The pharmacology of cephalexin

Abstract

Cephalexin has an antimicrobial spectrum that includes those pathogens most frequently encountered in clinical practice. It is useful in the treatment of infections of the upper and lower respiratory tract, skin and soft tissue, and the genitourinary tract. It can be administered in relatively high oral doses without gastrointestinal irritation, and because it is absorbed high in the intestinal tract, it does not disturb the lower bowel flora.
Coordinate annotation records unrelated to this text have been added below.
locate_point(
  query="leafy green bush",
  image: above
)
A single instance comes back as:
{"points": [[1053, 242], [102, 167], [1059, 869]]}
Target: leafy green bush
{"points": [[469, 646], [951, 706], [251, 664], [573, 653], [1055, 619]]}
Because of its stability and chemical configuration, it causes a very low incidence of allergy. Cephalexin is not absorbed from the stomach but is totally and rapidly absorbed in the upper intestine. Children, because of their greater body water turnover, may need higher doses per kilogram than those used in treating adults. Distribution to the tissues, other than the spinal fluid and aqueous humour, is rapidly achieved. Cephalexin does not penetrate into the host tissue cells, which probably accounts for its low incidence of side effects. Binding to human serum proteins is low, and there is no measurable destruction or metabolism of cephalexin during its sojourn in the body fluids. Cephalexin is rapidly cleared from the body by the kidneys. Seventy to 100% of the dose is found in the urine 6-8 hr after each dose. Concentrations of 500-1000 micrograms/ml of urine follow 250 to 500 mg oral doses of cephalexin, many times greater than the minimum inhibitory concentration for the usual urinary tract pathogens. Patients with creatinine clearances less than 30 ml/min require a reduction in cephalexin dosage. This reduction should be proportional to the reduced function which may be established by determination of creatinine clearance or serum creatinine.